Yup! I missed the point completely. Sorry... from the subject line "Oh boy Evil Bay" I made the immediate assumption that it was about the "Evils" of the method of selling and that lead to serious investigation of the description being deceptive (evil) and I found none... 'cept maybe for cryptic wording or such (which has been explained to my satisfaction). Then comments here furthered my confusion by people who either apparently also missed the point or had some sort of inside information between you and he and seemed (to me) to be in complete agreement with you. 

Sorry.


----------



## Steve S. (Jan 2, 2008)

The seller did throw Aristocraft under the bus. Who really knows who's fault it was. Easy to place blame when the other side has no say.


----------



## markoles (Jan 2, 2008)

I'm with you Steve. I thought the REGAL was posting about the trucks missing or something, not someone whining about aristo.


----------



## blueregal (Jan 3, 2008)

Well maybe Aristo needs to be thrown under a bus, once in awhile, i'm still waiting on a return call from about a year ago on some service issues! Just gave up and went a different way!! Regal oh and by the way that is from personal experience!! Not 3rd party, and I'm sure there are alot of people out there with the same experience. And then if you talk about other manufacturer's, and retailers, may be even worse. Again it's about customer service not sellers and evil bay!! Regal


----------



## jimmijim (Feb 24, 2010)

My Aunt usta live in Lancaster Pa. Near the Trojan boat works and the Schick factory. Highland drive right off rt.30. I like American Flyers And Studebakers too. Just getting into Lionel. Will buy a used one on e-bay. My wife bought me a G scale Holiday x-press 2 Xmasses ago. What a piece of chit. For what she paid I could have had a good 0 gauge. I was really disappointed when looking at the size of the wrapped package as I had an Inkling she was going to buy me a Lionel train. Too thick of a package for an O gauge. I had to fake being surprised and super happy. I like buying and selling on e-bay. jimmijim


----------



## Randy Stone (Jan 2, 2008)

That is why I buy my own Christmas and B-Day presents. If they're not what I wanted, it's my own fault. If she has to buy me something, she can buy me underwear. Randy


----------



## vsmith (Jan 2, 2008)

The personal stuff aside.... 

A post that uses a listing by a disgruntled former Aristo client selling his goodies on Ebay that the OP is using to point out the failures of Aristos service department *really shouldn't* be labeled "Oh boy Evil-bay" as its misleading. Ebay has absolutly nothing to do with Aristo's service or lack there of, something more like "further proof of Aristo's yada-yada-yada" would have been more accurate and more helpfull. 

Just my 2 cents


----------



## Nicholas Savatgy (Dec 17, 2008)

Posted By vsmith on 24 Feb 2010 01:33 PM 
The personal stuff aside.... 

A post that uses a listing by a disgruntled former Aristo client selling his goodies on Ebay that the OP is using to point out the failures of Aristos service department *really shouldn't* be labeled "Oh boy Evil-bay" as its misleading. Ebay has absolutly nothing to do with Aristo's service or lack there of, something more like "further proof of Aristo's yada-yada-yada" would have been more accurate and more helpfull. 

Just my 2 cents










Well everyone is entitled to there own veiw...

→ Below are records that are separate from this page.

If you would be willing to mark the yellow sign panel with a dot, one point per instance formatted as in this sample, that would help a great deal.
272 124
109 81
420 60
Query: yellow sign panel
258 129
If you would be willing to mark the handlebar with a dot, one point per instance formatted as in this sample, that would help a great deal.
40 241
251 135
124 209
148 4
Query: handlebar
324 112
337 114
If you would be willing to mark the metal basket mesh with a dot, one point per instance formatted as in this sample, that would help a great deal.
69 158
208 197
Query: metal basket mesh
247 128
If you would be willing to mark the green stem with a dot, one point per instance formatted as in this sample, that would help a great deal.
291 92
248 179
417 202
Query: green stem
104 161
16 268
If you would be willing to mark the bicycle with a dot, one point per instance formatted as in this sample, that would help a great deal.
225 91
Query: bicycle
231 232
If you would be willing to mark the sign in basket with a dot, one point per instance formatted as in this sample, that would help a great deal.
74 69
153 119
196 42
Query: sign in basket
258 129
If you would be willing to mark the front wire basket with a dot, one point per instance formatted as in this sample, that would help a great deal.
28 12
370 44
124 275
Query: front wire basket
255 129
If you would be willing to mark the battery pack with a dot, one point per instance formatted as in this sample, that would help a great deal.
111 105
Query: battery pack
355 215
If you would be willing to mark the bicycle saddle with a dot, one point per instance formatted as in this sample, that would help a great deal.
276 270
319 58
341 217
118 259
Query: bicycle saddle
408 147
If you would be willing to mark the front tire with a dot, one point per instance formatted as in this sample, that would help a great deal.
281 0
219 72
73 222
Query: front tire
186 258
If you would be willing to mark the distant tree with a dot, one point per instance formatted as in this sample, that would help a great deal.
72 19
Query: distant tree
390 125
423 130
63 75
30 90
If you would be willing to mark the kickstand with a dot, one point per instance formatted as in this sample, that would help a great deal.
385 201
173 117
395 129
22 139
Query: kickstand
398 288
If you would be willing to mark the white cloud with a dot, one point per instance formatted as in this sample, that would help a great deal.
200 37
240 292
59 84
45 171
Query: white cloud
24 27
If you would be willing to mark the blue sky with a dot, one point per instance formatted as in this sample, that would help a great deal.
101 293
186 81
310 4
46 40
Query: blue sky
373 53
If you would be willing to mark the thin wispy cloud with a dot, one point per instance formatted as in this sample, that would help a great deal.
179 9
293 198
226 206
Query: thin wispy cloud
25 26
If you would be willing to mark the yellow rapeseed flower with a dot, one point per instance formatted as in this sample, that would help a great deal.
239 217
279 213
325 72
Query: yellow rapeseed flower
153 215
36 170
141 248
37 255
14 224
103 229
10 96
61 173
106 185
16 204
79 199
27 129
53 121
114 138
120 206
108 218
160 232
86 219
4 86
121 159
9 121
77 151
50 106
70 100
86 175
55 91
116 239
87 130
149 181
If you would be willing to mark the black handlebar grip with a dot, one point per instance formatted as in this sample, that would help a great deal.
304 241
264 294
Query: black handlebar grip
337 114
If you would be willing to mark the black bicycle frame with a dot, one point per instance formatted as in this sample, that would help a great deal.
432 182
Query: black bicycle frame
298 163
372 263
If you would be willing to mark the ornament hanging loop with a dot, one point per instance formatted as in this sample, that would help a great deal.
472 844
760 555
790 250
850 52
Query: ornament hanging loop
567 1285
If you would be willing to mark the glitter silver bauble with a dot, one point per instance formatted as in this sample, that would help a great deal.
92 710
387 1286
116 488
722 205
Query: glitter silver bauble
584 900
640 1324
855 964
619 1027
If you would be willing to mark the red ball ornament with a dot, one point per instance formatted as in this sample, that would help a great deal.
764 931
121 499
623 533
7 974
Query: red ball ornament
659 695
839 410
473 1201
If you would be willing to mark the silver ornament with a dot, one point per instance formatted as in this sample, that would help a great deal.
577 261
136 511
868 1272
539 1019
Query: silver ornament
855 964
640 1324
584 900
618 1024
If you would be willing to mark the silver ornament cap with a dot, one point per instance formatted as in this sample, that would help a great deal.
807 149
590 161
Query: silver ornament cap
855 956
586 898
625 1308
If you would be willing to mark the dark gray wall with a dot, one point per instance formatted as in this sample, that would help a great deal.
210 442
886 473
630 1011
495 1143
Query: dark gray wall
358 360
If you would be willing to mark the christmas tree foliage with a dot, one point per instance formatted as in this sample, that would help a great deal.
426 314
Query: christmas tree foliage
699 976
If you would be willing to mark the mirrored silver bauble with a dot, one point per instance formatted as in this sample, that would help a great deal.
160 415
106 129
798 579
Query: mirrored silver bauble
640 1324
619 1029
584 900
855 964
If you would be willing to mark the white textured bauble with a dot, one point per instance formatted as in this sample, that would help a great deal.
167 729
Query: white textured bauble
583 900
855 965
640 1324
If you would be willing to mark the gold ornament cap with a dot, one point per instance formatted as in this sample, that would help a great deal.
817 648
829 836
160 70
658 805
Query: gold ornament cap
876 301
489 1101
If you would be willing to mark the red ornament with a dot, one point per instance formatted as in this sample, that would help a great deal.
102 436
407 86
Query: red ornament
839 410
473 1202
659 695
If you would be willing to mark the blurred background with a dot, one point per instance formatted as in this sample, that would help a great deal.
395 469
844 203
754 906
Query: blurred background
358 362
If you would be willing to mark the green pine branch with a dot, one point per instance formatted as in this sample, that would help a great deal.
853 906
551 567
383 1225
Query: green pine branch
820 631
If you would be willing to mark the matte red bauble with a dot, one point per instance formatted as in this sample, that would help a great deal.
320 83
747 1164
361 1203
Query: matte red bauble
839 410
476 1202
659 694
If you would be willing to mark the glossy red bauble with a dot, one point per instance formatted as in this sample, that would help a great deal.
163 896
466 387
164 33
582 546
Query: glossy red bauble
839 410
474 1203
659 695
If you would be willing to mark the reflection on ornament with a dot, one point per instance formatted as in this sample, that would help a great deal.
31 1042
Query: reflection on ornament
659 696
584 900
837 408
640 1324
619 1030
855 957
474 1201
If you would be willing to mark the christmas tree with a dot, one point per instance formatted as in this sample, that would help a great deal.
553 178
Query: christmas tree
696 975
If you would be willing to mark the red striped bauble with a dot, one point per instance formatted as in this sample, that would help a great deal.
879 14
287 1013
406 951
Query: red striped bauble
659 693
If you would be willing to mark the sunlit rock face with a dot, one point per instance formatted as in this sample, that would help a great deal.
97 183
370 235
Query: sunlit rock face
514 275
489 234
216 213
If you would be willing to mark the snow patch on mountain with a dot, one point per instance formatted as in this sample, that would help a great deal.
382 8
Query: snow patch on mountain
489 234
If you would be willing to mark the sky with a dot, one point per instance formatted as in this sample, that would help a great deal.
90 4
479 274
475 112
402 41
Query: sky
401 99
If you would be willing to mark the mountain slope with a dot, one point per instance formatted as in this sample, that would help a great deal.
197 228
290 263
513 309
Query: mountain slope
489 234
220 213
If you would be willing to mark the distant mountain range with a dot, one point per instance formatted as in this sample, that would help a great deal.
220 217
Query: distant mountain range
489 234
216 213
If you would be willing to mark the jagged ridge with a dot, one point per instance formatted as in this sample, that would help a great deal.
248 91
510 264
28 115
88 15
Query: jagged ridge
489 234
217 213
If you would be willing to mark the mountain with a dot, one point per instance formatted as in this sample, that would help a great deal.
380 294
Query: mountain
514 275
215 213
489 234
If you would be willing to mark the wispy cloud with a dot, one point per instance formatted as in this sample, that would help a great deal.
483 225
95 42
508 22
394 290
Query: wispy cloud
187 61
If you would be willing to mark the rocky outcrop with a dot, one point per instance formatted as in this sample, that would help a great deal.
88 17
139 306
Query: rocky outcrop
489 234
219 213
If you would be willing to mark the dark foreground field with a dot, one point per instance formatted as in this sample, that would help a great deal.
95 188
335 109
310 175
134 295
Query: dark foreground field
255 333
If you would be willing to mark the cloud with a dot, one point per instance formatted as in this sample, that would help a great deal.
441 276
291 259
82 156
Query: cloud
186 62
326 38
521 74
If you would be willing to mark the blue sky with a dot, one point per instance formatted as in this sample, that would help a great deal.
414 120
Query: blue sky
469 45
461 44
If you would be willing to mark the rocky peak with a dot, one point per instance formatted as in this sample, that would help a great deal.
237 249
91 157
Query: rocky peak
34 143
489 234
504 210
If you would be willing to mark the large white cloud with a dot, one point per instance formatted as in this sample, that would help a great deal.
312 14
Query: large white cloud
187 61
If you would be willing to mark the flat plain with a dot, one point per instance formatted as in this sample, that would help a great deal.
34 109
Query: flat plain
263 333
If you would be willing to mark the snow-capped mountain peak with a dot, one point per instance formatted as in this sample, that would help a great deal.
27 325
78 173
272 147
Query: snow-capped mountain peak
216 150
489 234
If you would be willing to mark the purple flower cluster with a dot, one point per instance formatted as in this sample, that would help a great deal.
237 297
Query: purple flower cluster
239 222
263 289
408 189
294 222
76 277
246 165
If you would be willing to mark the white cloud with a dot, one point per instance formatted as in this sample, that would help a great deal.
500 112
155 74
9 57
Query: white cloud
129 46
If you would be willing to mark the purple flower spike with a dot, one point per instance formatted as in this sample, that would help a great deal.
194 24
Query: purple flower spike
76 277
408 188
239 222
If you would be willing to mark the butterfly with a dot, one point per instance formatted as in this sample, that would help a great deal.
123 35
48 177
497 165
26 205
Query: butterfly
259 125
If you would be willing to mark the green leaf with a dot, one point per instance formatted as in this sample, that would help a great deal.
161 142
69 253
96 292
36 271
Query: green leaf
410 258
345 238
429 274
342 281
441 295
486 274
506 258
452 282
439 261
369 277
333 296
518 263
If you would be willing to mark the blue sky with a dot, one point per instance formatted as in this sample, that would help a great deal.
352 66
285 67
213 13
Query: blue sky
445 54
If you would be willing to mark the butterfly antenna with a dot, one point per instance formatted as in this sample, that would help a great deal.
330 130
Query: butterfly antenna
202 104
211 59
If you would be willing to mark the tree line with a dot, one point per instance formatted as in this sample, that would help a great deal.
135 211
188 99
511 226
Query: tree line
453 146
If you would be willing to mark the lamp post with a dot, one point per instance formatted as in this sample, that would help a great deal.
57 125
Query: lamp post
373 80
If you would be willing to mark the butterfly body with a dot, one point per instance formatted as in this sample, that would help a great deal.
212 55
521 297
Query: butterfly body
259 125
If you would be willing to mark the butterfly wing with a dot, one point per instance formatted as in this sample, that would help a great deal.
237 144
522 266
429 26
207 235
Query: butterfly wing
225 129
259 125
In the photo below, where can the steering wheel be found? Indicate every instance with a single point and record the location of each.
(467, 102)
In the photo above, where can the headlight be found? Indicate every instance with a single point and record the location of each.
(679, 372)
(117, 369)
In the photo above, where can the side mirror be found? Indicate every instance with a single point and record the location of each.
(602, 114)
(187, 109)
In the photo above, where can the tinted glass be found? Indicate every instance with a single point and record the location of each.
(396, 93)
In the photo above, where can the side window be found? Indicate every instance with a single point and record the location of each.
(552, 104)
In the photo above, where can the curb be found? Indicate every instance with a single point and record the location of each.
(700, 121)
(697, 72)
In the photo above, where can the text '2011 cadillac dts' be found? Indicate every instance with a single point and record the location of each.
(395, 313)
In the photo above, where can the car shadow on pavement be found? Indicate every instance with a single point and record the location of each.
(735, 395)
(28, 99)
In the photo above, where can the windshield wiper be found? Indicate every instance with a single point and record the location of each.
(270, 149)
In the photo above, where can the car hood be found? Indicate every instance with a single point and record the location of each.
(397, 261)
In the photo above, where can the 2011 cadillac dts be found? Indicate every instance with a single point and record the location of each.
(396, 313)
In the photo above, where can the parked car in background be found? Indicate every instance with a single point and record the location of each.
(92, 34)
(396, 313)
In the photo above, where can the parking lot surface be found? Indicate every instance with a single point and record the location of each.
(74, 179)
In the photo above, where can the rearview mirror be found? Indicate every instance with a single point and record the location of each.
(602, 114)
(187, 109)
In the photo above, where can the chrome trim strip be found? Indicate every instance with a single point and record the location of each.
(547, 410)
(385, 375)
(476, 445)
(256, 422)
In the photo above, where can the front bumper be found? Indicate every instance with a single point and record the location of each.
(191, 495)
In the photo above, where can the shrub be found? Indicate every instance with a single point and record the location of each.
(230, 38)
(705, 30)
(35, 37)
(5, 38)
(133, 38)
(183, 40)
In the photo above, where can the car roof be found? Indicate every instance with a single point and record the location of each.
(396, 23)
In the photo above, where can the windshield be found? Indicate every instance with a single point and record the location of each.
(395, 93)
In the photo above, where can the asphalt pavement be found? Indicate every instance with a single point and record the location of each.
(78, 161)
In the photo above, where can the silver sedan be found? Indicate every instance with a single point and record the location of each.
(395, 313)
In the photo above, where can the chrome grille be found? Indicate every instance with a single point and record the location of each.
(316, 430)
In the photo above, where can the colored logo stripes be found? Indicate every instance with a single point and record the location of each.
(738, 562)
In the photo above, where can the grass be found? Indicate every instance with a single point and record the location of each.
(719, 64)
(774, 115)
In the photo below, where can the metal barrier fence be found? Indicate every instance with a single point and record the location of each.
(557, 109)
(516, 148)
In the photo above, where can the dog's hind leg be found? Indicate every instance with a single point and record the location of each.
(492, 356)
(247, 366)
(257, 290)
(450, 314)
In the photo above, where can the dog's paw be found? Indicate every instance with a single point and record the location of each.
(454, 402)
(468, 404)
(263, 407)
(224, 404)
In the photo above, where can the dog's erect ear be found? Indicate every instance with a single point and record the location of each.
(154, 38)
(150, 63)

HA HA HA !!!! I luv this place YADA YADA YADA


----------



## Nicholas Savatgy (Dec 17, 2008)

Posted By blueregal on 24 Feb 2010 01:10 PM 
Well maybe Aristo needs to be thrown under a bus, once in awhile, i'm still waiting on a return call from about a year ago on some service issues! Just gave up and went a different way!! Regal oh and by the way that is from personal experience!! Not 3rd party, and I'm sure there are alot of people out there with the same experience. And then if you talk about other manufacturer's, and retailers, may be even worse. Again it's about customer service not sellers and evil bay!! Regal 

Jerry, 
You dont need to do that, Aristo does it to themselfs everyday,thats why they get on there forum and whine about how great they are when in fact the reason latley they have been addressing there short comings is because we no longer accept poor quality period and people are finally stepping up and letting them know that. Thanks to a few of people of course.


----------



## jimmijim (Feb 24, 2010)

Posted By rlvette on 24 Feb 2010 01:33 PM 
That is why I buy my own Christmas and B-Day presents. If they're not what I wanted, it's my own fault. If she has to buy me something, she can buy me underwear. Randy Randy. I am originally from Weirton Wv. Been here in Dothan Al. 3 yrs and a 92 corvette owner. Nice website and stuff. jimmijim


----------